そうして、最終的には「言いそうなことを想像する」ことと、「実際に話す」ことが同じぐらいの精度とスピードになるといい。

そうなれば、一から創り上げた人と条件は一緒になる。
その上で訓練を続ければ、いつか確固たる実在感を得ることができるはずだ。

また、急に現れた存在を持つ人は、それと"繋がる"ことで会話したり姿を見ていることが多いと思う。

その場合、訓練中は"繋がらない"ことが望ましい。
理由は詳しくは分からないが、"繋がった"状態ではっきりした視覚を見て、言葉を交わしても、実在感は得ることができない場合が多い。

このことに関して、僕が現在考えている仮説はこうだ。
まだ噛み砕けるほどきっちり構築できてないので、言葉の定義や論理構造が厳密でないことを許してほしい。

"繋がって"いないと会話できない状態は、その存在が持つ情報量(またはイメージの量と質)が足りていないと考えている。

"繋がって"いる場合は、現実の感覚が希薄になることが多い。恐らく変性意識状態と見ていいだろう。

変性意識状態の時は、普通なら意識にすら上らないほど希薄なイメージでも、スキーマなどの働きによって補完され、はっきりと意識することができる。

しかし、現実に帰ってきたときはどうだろう。実在の人物や事柄が持つ情報量には遠く及ばない。
希薄なイメージの記憶は、現実の持つ情報量に押し流される。だから、実在感が得られないわけだ。

それ以外でも、"繋がっている"状態で会話したり姿を想像しても視覚化やオート化が進まなのは割と確かだ。
これを僕は、顕在意識によるフィードバックがないため学習して自動化を……まあ難しい話はいい加減やめておこう。自己満足にしかならない。
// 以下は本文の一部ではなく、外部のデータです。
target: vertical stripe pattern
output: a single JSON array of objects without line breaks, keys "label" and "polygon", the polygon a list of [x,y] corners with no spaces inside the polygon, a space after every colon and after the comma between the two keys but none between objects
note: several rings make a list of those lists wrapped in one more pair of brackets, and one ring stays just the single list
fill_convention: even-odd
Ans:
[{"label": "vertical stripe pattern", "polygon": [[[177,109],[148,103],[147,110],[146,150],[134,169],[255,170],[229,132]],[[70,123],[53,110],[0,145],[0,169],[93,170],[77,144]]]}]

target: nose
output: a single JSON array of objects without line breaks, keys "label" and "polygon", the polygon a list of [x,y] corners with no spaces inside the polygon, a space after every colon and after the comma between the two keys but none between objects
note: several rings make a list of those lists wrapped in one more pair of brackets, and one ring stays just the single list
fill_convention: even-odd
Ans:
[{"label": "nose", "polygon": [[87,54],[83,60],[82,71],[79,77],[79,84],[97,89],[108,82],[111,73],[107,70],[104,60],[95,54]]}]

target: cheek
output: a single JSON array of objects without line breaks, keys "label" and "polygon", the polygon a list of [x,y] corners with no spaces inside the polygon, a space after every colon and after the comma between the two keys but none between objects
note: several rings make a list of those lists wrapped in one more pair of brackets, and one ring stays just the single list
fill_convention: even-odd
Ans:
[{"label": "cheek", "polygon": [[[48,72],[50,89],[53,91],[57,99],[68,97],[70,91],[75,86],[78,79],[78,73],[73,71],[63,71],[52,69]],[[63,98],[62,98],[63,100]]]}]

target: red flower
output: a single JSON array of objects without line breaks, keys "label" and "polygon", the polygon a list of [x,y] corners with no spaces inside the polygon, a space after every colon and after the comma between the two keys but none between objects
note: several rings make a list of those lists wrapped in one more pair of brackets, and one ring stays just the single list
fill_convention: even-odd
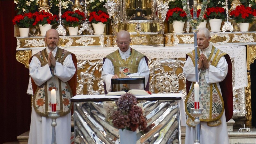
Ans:
[{"label": "red flower", "polygon": [[89,16],[89,21],[94,23],[101,22],[103,23],[108,22],[109,16],[107,13],[99,10],[97,12],[90,12]]},{"label": "red flower", "polygon": [[250,7],[244,5],[237,6],[235,10],[231,11],[230,15],[233,16],[236,22],[250,22],[253,21],[254,17],[256,16],[256,10]]}]

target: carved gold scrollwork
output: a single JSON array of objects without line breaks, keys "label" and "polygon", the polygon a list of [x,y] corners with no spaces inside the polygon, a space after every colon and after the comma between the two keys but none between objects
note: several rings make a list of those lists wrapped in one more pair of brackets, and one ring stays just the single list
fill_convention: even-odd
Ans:
[{"label": "carved gold scrollwork", "polygon": [[[253,63],[256,59],[256,46],[248,45],[247,46],[247,69],[249,71],[251,70],[250,65]],[[245,116],[246,120],[244,122],[247,127],[252,126],[252,103],[251,95],[251,73],[250,72],[247,73],[248,86],[245,88],[245,100],[246,101],[246,109],[247,112]]]},{"label": "carved gold scrollwork", "polygon": [[19,62],[23,64],[26,68],[28,68],[29,61],[31,57],[31,51],[20,51],[16,52],[16,60]]}]

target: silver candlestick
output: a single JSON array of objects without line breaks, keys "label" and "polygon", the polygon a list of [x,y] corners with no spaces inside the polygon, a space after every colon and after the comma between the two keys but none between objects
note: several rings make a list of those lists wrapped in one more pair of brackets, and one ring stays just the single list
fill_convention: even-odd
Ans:
[{"label": "silver candlestick", "polygon": [[60,115],[57,112],[49,111],[48,113],[48,116],[52,119],[52,123],[51,125],[52,127],[52,144],[56,144],[56,132],[55,127],[57,125],[56,119],[60,117]]},{"label": "silver candlestick", "polygon": [[85,20],[84,22],[81,25],[82,28],[80,28],[80,29],[78,31],[78,33],[81,34],[83,32],[83,31],[85,30],[86,30],[91,34],[91,35],[92,35],[93,34],[93,30],[92,28],[92,27],[91,26],[91,24],[89,22],[86,21],[86,20],[87,19],[87,10],[86,9],[87,5],[86,4],[86,0],[84,1],[84,14],[85,14]]},{"label": "silver candlestick", "polygon": [[62,35],[62,36],[66,36],[67,34],[66,32],[66,30],[64,28],[64,27],[61,25],[61,0],[60,0],[59,2],[59,4],[60,7],[59,8],[59,16],[60,17],[60,19],[59,20],[59,25],[57,27],[57,28],[56,28],[56,30],[59,33],[59,34],[60,35]]},{"label": "silver candlestick", "polygon": [[[187,5],[188,6],[188,9],[189,9],[189,1],[188,0],[187,2]],[[189,25],[189,21],[188,20],[187,22],[187,28],[186,28],[186,32],[188,33],[189,32],[189,29],[190,28],[190,25]]]},{"label": "silver candlestick", "polygon": [[200,144],[200,119],[199,117],[203,114],[203,109],[191,108],[191,114],[195,117],[194,123],[196,124],[195,144]]},{"label": "silver candlestick", "polygon": [[232,32],[234,30],[233,26],[230,21],[228,21],[228,17],[229,14],[228,13],[228,0],[226,0],[226,14],[227,14],[227,21],[225,22],[224,25],[222,27],[222,31],[225,32],[227,30]]}]

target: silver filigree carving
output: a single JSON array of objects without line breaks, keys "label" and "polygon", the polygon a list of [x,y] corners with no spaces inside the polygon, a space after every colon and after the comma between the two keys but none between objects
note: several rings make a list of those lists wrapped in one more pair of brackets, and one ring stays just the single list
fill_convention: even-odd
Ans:
[{"label": "silver filigree carving", "polygon": [[253,42],[254,41],[252,35],[251,34],[250,36],[247,34],[242,34],[240,36],[234,34],[234,37],[232,39],[232,42],[235,41],[244,43],[248,42]]},{"label": "silver filigree carving", "polygon": [[[103,82],[100,78],[96,77],[94,75],[95,70],[99,71],[100,73],[101,72],[103,64],[102,60],[99,60],[94,62],[88,60],[80,60],[78,62],[78,70],[85,68],[87,65],[89,65],[89,66],[84,72],[81,72],[79,74],[80,79],[77,81],[78,85],[76,88],[77,94],[92,95],[104,93]],[[94,84],[94,82],[97,80],[99,81],[97,84],[99,89],[98,90],[95,91],[92,86]],[[85,86],[87,87],[86,93],[84,93]]]},{"label": "silver filigree carving", "polygon": [[154,43],[161,43],[164,41],[164,38],[162,36],[152,36],[150,38],[150,41]]},{"label": "silver filigree carving", "polygon": [[[217,35],[217,36],[220,36],[221,37],[226,37],[226,40],[225,41],[223,41],[222,42],[217,42],[213,44],[214,44],[216,45],[224,44],[228,43],[228,42],[229,41],[229,40],[230,40],[230,37],[229,37],[229,36],[228,34],[218,34],[217,35],[216,34],[212,34],[211,35],[211,36],[212,36],[212,37],[215,35]],[[223,38],[222,39],[224,39]]]},{"label": "silver filigree carving", "polygon": [[87,36],[83,36],[76,41],[76,42],[84,46],[87,46],[89,44],[92,44],[95,40],[93,38]]},{"label": "silver filigree carving", "polygon": [[20,39],[17,39],[17,47],[16,49],[19,49],[20,47]]},{"label": "silver filigree carving", "polygon": [[228,0],[225,0],[225,1],[226,3],[227,21],[225,22],[224,25],[222,27],[222,31],[225,32],[227,30],[229,30],[231,32],[232,32],[234,30],[234,28],[233,28],[233,26],[232,26],[232,25],[231,24],[231,23],[230,21],[228,21],[228,17],[229,17],[229,14],[228,13]]},{"label": "silver filigree carving", "polygon": [[100,46],[104,47],[105,46],[104,45],[104,36],[103,35],[100,36],[99,38],[100,38]]},{"label": "silver filigree carving", "polygon": [[63,26],[61,25],[61,1],[60,0],[59,3],[59,17],[60,17],[59,19],[59,25],[57,27],[56,30],[59,33],[60,35],[62,36],[66,36],[67,34],[66,29],[64,28]]},{"label": "silver filigree carving", "polygon": [[173,34],[173,46],[176,46],[180,42],[180,40],[179,39],[177,35],[176,34]]},{"label": "silver filigree carving", "polygon": [[39,46],[45,46],[45,43],[44,39],[38,39],[37,41],[36,39],[27,39],[24,41],[26,44],[24,45],[24,46],[30,46],[30,45],[35,47],[39,47]]},{"label": "silver filigree carving", "polygon": [[168,8],[169,6],[168,6],[168,4],[166,2],[164,4],[163,2],[161,2],[160,4],[158,5],[156,8],[157,11],[157,15],[155,18],[155,20],[158,20],[159,16],[160,14],[161,14],[161,18],[159,20],[159,21],[164,22],[166,18],[166,14],[167,12],[168,11]]},{"label": "silver filigree carving", "polygon": [[192,44],[194,42],[194,37],[187,35],[181,37],[184,44]]},{"label": "silver filigree carving", "polygon": [[136,36],[132,38],[131,43],[141,44],[144,43],[148,43],[148,39],[146,36],[143,37]]},{"label": "silver filigree carving", "polygon": [[60,37],[60,39],[62,40],[63,42],[64,42],[65,40],[67,40],[68,41],[66,43],[64,46],[61,46],[61,45],[59,46],[59,47],[60,48],[68,48],[72,45],[72,44],[73,43],[73,39],[68,36],[61,36]]}]

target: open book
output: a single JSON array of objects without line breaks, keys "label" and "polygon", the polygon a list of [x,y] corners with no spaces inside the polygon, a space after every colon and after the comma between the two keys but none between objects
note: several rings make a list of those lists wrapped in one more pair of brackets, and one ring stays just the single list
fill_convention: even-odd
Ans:
[{"label": "open book", "polygon": [[[129,90],[127,92],[134,95],[150,95],[151,92],[144,90],[133,89]],[[120,92],[110,92],[106,95],[106,96],[115,96],[125,94],[126,92],[124,91]]]}]

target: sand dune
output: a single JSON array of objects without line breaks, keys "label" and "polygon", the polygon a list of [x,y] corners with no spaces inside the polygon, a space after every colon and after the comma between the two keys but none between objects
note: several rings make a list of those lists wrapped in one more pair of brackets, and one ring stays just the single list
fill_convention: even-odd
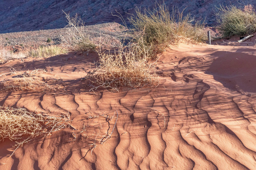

なんにせよ、訓練をすれば実在感を得られることと思う。ここは確実だ。

だから、タルパを信じられないことに負い目を持っている人は、どうか気を楽にしてほしい。
それが当然なのだ。タルパとは、あなたの手で「存在を創る」ものだ。

それが当たり前なんだけど、当たり前ではなくなってしまった。
タルパと言う言葉は、「創るもの」から「存在の受け皿」へと変わってしまった。

そのせいで、無用な不安や混乱が引き起こされていることも多い。
大事なのは、そのことを知っておくことだ。

元々タルパとはもっとシンプルで、創ろうとしている人にとってここまで不透明なものではなかった。
そして今は時間の積み重ねによって、分からなかったことも分かろうとしている。

だから、正しい認識さえあれば、たいがいの不安や疑問は消滅していくことと思う。
本当のところ、タルパに対する不安や恐れのほとんどは単なる杞憂である。

とりあえず、元々タルパと言えば創るものであることは覚えておいてほしい。
信じる問題だけでなく、信用ならないタルパの創り方を見分ける助けになるはずだ。

ただ現状、タルパの定義の拡大と、それによる混迷の歴史を語る資料は少ない。
初心者にとっては厳しい状況でもある。

けれど、どうかタルパ創りを諦めないでほしい。
今は信じることもできず苦しくても、視覚化やオート化にきっちりと成功しさえすれば、タルパは何よりも揺るがない精神の支柱にもなる。

何を信じるべきかと言われれば、自分自身を信じることだ。

安定したタルパを創るには、時間と忍耐が必要だから。
タルパを信じてあげることは、その後で簡単にできることだ。

だから今は、自分を信じてコツコツと進んでいってほしい。

僕の書いた記事が、少しでもその助けになれば幸いだ。